Name of load state table

Enter a name for the load state table. The default name of a load state table is dt_loadstate.

Role

Specify the Snowflake user role. User roles will appear in this drop-down menu when a role is assigned to a user in Snowflake. If left empty, the role is set based on the Snowflake enforcement model.

Schema

Specify the schema used in the database.

Click Save.

Technical details of loading data into Snowflake#

When loading a data extract into Snowflake, Adverity creates the following additional columns in the target table:

dt_created: The date the data extract was created.
dt_updated: The date the data extract was last updated.
dt_filename: The automatically generated filename of the data extract.

In addition, Adverity creates a temporary table in Snowflake with the name _stage. This ensures that no partial updates are made to the database (guarantee of atomicity). Adverity deletes this temporary table after the data load is complete or has been aborted.

Loading data in bulk into Snowflake#

You can load data in bulk into Snowflake if you have one of the following storage methods configured in your workspace:

Amazon S3
Azure Blob
Google Cloud Storage

To load data in bulk into Snowflake, you need a master key that allows Adverity to access the database and perform the bulk load.

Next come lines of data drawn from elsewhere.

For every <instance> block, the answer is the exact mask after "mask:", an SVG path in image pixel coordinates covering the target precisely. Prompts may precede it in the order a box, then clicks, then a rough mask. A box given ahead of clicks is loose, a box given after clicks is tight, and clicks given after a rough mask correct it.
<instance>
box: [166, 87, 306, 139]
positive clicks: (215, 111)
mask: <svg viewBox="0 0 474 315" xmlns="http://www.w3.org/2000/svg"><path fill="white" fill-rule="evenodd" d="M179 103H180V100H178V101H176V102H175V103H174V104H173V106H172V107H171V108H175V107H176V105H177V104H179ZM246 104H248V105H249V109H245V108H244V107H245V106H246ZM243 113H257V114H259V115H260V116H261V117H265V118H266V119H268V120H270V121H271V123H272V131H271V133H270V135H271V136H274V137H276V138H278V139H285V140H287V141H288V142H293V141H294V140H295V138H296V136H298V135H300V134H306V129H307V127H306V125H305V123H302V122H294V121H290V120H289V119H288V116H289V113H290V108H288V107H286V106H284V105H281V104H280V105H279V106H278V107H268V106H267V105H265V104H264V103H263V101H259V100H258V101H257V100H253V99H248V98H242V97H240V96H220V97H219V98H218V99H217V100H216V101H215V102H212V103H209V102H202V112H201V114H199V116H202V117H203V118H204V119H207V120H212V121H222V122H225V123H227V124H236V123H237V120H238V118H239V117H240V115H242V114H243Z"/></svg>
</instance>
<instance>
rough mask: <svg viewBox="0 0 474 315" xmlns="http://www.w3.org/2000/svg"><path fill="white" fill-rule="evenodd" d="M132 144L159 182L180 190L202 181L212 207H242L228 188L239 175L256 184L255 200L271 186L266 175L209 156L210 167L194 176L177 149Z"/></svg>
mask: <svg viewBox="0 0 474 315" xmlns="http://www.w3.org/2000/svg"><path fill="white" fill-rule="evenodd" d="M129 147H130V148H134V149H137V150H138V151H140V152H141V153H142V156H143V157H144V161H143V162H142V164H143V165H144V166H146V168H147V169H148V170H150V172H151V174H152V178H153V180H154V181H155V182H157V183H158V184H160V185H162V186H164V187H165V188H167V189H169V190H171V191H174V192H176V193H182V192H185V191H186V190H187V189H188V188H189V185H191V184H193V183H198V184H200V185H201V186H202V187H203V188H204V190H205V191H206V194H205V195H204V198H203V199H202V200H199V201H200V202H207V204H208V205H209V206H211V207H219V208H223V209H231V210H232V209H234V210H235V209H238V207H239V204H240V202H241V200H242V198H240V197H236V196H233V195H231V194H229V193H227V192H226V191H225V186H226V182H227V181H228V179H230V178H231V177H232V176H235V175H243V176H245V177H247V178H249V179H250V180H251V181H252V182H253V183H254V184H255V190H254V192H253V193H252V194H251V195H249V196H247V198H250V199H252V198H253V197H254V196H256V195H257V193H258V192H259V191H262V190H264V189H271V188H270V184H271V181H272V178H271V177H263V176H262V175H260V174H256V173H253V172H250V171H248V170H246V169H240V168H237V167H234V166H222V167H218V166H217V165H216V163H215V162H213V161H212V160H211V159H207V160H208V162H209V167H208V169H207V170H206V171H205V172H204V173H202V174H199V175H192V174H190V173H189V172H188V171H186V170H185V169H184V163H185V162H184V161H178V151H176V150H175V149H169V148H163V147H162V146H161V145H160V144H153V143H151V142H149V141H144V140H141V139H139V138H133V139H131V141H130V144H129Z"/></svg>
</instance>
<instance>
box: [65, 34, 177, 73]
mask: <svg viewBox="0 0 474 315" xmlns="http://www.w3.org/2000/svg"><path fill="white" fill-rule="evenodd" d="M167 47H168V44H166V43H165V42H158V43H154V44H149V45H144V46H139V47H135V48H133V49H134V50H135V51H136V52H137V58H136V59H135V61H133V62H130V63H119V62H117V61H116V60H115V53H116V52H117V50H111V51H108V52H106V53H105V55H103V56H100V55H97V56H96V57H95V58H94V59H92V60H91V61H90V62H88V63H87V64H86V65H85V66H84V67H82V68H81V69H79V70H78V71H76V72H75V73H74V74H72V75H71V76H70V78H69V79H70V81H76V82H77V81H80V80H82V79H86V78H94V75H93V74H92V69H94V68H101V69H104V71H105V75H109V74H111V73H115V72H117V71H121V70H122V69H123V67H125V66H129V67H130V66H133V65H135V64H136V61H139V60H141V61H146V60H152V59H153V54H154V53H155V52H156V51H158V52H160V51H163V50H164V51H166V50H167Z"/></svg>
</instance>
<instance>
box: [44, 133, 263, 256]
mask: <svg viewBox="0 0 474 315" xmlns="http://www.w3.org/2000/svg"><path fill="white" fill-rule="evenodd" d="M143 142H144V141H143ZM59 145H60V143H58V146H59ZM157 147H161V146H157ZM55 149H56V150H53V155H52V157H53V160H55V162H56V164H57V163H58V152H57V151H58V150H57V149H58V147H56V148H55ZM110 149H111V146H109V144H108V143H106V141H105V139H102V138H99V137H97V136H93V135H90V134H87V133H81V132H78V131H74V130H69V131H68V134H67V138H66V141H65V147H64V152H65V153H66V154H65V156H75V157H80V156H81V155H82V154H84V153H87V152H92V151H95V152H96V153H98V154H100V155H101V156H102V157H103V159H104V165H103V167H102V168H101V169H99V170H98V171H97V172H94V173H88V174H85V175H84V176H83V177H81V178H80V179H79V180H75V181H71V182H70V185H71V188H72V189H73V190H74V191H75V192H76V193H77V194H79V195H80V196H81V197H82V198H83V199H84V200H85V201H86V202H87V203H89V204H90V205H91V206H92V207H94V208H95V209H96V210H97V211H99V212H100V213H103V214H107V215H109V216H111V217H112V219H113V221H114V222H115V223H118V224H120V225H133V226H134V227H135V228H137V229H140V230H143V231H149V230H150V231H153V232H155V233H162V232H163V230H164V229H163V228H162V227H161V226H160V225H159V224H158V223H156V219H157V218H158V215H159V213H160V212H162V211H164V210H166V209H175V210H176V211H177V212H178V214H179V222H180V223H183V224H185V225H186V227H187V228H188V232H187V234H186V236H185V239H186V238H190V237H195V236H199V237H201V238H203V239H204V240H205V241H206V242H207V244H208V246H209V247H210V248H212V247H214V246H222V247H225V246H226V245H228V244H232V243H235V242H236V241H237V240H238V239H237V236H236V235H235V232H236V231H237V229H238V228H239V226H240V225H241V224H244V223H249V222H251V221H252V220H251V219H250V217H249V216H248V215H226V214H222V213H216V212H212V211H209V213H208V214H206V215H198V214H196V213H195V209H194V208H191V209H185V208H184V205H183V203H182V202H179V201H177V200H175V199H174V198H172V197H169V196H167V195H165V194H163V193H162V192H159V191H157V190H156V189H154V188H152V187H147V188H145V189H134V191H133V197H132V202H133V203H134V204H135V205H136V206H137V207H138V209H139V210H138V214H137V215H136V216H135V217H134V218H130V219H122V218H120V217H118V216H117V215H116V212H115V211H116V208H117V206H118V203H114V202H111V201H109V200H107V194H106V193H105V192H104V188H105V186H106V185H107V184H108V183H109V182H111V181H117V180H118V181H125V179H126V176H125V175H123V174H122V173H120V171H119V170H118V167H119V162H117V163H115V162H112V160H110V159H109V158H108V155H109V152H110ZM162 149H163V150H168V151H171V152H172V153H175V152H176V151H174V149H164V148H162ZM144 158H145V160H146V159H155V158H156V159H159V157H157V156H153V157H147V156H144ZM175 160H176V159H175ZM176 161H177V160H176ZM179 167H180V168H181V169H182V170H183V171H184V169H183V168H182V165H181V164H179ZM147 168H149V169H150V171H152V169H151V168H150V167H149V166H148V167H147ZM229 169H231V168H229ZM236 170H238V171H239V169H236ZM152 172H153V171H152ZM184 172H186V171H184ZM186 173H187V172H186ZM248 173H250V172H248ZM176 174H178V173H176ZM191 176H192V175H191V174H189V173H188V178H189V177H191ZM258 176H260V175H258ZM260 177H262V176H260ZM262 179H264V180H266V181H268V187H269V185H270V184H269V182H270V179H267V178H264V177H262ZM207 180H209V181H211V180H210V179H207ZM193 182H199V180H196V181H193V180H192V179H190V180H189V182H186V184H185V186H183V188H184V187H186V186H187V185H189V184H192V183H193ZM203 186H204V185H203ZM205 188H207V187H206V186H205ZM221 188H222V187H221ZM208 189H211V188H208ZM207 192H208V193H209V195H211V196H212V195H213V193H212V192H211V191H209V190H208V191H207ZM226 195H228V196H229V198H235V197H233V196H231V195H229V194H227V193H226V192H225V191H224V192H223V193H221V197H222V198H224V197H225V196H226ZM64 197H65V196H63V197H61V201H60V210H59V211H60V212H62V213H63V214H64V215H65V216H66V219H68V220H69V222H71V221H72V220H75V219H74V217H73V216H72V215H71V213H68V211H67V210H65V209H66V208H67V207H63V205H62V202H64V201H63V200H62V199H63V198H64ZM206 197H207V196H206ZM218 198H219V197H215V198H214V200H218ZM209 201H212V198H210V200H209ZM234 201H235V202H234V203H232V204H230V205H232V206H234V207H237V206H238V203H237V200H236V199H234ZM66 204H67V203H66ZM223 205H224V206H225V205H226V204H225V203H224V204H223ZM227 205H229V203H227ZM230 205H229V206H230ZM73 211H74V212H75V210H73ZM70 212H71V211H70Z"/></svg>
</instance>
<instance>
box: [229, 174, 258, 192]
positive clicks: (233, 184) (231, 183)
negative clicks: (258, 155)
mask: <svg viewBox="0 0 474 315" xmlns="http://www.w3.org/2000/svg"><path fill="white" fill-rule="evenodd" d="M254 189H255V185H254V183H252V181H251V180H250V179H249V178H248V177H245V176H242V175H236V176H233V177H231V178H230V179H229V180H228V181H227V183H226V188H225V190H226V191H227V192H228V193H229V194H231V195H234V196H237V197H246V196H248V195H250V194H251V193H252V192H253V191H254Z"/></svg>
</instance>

For more information on how to find the master key for your Snowflake, see the Snowflake documentation.

Enter the master key into Adverity when you set up or edit the storage authorization. For more information how to set up or edit your storage, see Setting up authorizations to store data extracts.

Loading data in bulk into Snowflake with Google Cloud Storage#

To load data in bulk into Snowflake when using Google Cloud Storage, you need to configure an integration in Snowflake. For more information, see the Snowflake documentation.

After configuring the integration in Snowflake, add it to the storage configuration in Adverity. To add the integration, follow these steps:

Go to https://{HOSTNAME}/core/datalake/.
Click on the Google Cloud Storage storage name to open the storage configuration.
Scroll down to the Advanced settings section.
In the Parameters text box, add the following line to specify the integration:
```
snowflake_storage_integration ={integration_name}
```

Troubleshooting: Loading data into Snowflake fails after changing the table structure of the data extract#

Data may fail to load into Snowflake because of a change in the table structure of the data extract. To ensure the frictionless operation of production systems, Adverity only modifies existing tables in Snowflake if the changes are considered neutral, such as adding a new field to the table. Changes to the table structure of the data extract are not considered neutral. As a consequence, Adverity does not update the existing table in Snowflake resulting in failure when loading data.

The following actions change the table structure of the data extract:

You change the key columns in the datastream’s Data Mapping. For more information on key columns, see Setting key columns.
You change the data type of a column in the datastream’s Data Mapping. For more information on the data types used in Adverity, see Data types used in data harmonization.
You change the maximum character length of values in a column which contains String values.

To resolve this problem, follow these steps:

In Snowflake, modify or drop the table that corresponds to the datastream.
In Adverity, load data from the datastream into Snowflake.

Troubleshooting: Adverity cannot access Snowflake destination#

If Adverity cannot access the Snowflake destination, the destination may restrict access based on IP address.

To resolve this issue, follow these steps:

Find the IP address of your Adverity instance. To find the IP address of your Adverity instance, contact Adverity Customer Support.
Add Adverity’s IP address to the whitelist of your destination.